What is possible, however, according to the CDF, is the use of wheat bread which contains only a very tiny amount of gluten (A.2.). There are in fact a couple of places in the world today which produce such bread, and bishops have been able to ascertain that the manner in which it is made is not so radically different from ordinary bread-making that it could be considered something other than wheat bread. If priests use this low-gluten bread at Mass, then those Catholics with celiac disease who can still tolerate a minute bit of gluten can still receive the Eucharistic Host.
But for those whose illness is so severe that ingesting even this miniscule amount of gluten is impossible, or for those in parishes where for whatever reason this low-gluten bread cannot be obtained, the document states that Holy Communion may be received under the species of wine only (B.1.). This is apparently what is happening in Helene’s parish, and as we can see from the CDF document, it is a totally legitimate solution to the problem.
For the record, if in theory a diocesan bishop wanted to take issue with the CDF and use a type of bread that is prohibited by this document, he could not dispense from this law. (The notion of dispensation was discussed in detail back in the August 9, 2007 column.) Canon 841 explicitly states that only the supreme authority in the Church can approve or define what is needed for the validity of the sacraments. Thus any bishop who ignored or overruled the CDF’s guidelines would be sanctioning an invalid Mass. Helene’s suggestion that priests might somehow “get permission” to use different bread for Mass may sound reasonable on the surface, but it cannot be followed.

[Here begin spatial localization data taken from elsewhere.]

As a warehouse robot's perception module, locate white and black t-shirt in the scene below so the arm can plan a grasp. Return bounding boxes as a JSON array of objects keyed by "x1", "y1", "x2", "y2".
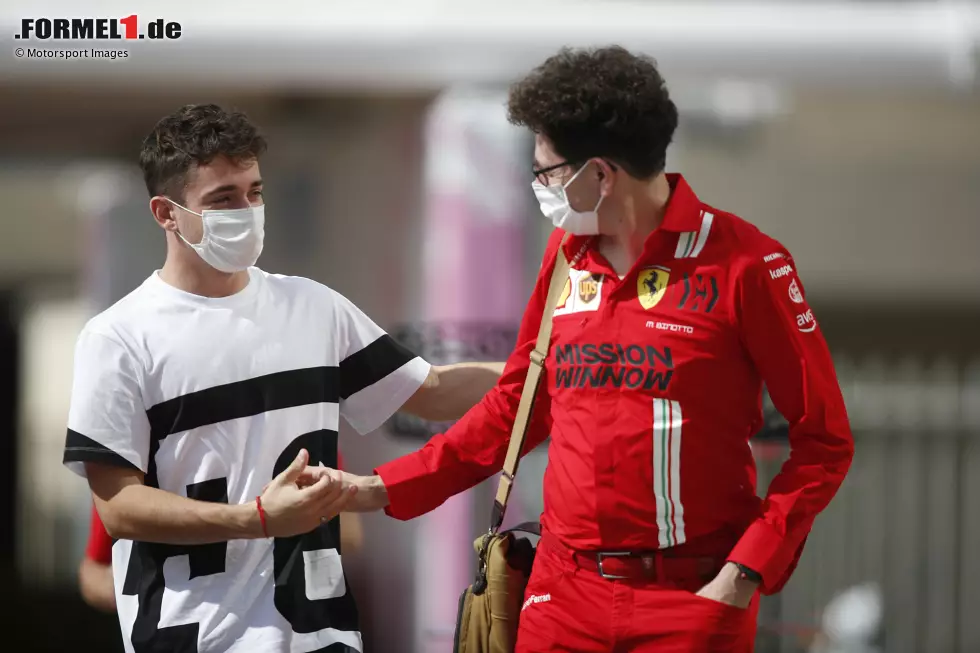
[{"x1": 65, "y1": 268, "x2": 429, "y2": 653}]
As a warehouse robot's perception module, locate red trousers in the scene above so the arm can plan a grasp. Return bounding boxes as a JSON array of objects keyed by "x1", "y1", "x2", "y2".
[{"x1": 516, "y1": 534, "x2": 759, "y2": 653}]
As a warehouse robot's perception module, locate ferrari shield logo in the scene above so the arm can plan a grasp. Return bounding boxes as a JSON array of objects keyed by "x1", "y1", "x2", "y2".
[
  {"x1": 636, "y1": 266, "x2": 670, "y2": 309},
  {"x1": 578, "y1": 274, "x2": 599, "y2": 304}
]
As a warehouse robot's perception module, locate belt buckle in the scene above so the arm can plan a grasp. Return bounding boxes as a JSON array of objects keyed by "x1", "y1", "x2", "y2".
[{"x1": 595, "y1": 551, "x2": 632, "y2": 580}]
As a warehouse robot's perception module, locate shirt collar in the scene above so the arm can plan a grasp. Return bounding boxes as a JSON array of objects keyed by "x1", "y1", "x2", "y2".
[
  {"x1": 565, "y1": 172, "x2": 702, "y2": 263},
  {"x1": 660, "y1": 173, "x2": 701, "y2": 233}
]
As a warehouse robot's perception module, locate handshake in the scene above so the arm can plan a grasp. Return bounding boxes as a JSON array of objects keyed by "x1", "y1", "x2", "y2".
[{"x1": 256, "y1": 449, "x2": 388, "y2": 537}]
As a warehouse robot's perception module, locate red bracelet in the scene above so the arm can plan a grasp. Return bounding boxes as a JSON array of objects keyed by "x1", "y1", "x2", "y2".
[{"x1": 255, "y1": 497, "x2": 269, "y2": 537}]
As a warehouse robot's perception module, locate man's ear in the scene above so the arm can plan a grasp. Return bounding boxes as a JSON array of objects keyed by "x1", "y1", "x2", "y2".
[
  {"x1": 150, "y1": 195, "x2": 177, "y2": 232},
  {"x1": 595, "y1": 159, "x2": 616, "y2": 196}
]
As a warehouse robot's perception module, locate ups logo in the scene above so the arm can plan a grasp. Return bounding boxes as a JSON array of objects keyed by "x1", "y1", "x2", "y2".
[{"x1": 578, "y1": 274, "x2": 601, "y2": 304}]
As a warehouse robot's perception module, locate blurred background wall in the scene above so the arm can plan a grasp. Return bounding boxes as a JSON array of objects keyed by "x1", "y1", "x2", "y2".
[{"x1": 0, "y1": 0, "x2": 980, "y2": 653}]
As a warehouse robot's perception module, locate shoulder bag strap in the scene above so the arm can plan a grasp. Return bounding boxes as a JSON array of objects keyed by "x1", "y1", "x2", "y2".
[{"x1": 490, "y1": 234, "x2": 568, "y2": 533}]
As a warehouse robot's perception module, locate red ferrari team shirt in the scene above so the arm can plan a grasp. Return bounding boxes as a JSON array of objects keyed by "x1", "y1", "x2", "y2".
[{"x1": 377, "y1": 175, "x2": 853, "y2": 592}]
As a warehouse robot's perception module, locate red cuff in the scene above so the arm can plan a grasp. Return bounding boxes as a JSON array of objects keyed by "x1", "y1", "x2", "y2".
[
  {"x1": 728, "y1": 519, "x2": 807, "y2": 594},
  {"x1": 374, "y1": 453, "x2": 442, "y2": 521}
]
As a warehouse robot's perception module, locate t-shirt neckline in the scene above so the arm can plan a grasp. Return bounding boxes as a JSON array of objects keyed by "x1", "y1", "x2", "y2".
[{"x1": 147, "y1": 267, "x2": 259, "y2": 308}]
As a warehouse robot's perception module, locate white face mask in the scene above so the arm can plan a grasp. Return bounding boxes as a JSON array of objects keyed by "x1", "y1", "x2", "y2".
[
  {"x1": 166, "y1": 198, "x2": 265, "y2": 273},
  {"x1": 531, "y1": 163, "x2": 605, "y2": 236}
]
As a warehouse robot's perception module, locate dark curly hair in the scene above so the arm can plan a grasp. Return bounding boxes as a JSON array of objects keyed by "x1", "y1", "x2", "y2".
[
  {"x1": 507, "y1": 46, "x2": 677, "y2": 179},
  {"x1": 140, "y1": 104, "x2": 266, "y2": 201}
]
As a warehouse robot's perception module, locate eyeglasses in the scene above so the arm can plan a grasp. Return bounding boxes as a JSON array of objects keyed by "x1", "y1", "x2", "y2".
[
  {"x1": 531, "y1": 159, "x2": 616, "y2": 186},
  {"x1": 531, "y1": 161, "x2": 578, "y2": 186}
]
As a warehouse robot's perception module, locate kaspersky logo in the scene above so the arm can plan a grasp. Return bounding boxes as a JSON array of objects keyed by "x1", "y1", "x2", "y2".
[{"x1": 14, "y1": 14, "x2": 181, "y2": 41}]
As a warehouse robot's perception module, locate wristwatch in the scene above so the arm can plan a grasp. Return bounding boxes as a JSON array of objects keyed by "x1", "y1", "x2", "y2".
[{"x1": 735, "y1": 562, "x2": 762, "y2": 583}]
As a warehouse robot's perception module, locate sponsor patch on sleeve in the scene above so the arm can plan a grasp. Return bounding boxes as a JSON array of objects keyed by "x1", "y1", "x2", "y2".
[{"x1": 763, "y1": 252, "x2": 817, "y2": 333}]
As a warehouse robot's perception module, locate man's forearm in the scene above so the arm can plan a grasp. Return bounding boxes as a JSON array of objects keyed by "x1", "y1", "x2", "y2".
[
  {"x1": 95, "y1": 484, "x2": 262, "y2": 544},
  {"x1": 404, "y1": 362, "x2": 504, "y2": 422},
  {"x1": 344, "y1": 472, "x2": 388, "y2": 512}
]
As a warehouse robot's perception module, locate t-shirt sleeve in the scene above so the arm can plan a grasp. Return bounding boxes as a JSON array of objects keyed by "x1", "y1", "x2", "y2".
[
  {"x1": 85, "y1": 506, "x2": 112, "y2": 565},
  {"x1": 64, "y1": 329, "x2": 150, "y2": 476},
  {"x1": 336, "y1": 294, "x2": 430, "y2": 434}
]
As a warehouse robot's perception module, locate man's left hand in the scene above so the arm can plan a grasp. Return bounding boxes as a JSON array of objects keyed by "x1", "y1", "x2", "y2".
[{"x1": 697, "y1": 562, "x2": 759, "y2": 610}]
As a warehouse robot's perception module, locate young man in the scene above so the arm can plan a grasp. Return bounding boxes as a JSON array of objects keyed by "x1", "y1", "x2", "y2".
[
  {"x1": 64, "y1": 105, "x2": 499, "y2": 653},
  {"x1": 340, "y1": 47, "x2": 853, "y2": 653}
]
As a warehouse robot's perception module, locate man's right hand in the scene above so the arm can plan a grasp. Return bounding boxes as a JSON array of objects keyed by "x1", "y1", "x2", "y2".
[{"x1": 262, "y1": 449, "x2": 358, "y2": 537}]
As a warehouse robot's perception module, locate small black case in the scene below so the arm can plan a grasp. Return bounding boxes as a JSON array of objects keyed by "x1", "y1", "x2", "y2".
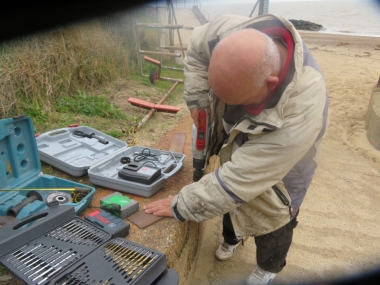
[{"x1": 118, "y1": 163, "x2": 161, "y2": 185}]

What happens when a priest himself is diagnosed with celiac disease? This presents a particular problem, because when a priest celebrates Mass, he must consume the Eucharist under both species—both the Host and the chalice. If it is possible to obtain low-gluten bread, and he is able to tolerate it, there will be no difficulty; but if it is not available to him, or he cannot ingest even the tiny bit of gluten it contains, it would seem that there is no way for him to offer Mass!
Fortunately, there is a way out of this dilemma: a priest who suffers from an intolerance to gluten can concelebrate Mass with another priest. (Concelebration was discussed back in the February 22, 2008 column.) For during a concelebration, when two or more priests offer Mass together, only the principal celebrant need consume the Eucharist under both species. Another priest can concelebrate with him and only receive the Eucharist from the chalice, if necessary—and his Mass is completely valid.
So we can see that the Church has found ways for people with this particular health problem to receive Holy Communion, and for priests suffering from the same problem to celebrate Mass. The faithful are able to receive the Blessed Sacrament as is their right, without compromising the validity of the Eucharist—and thus these two critical needs can both be met.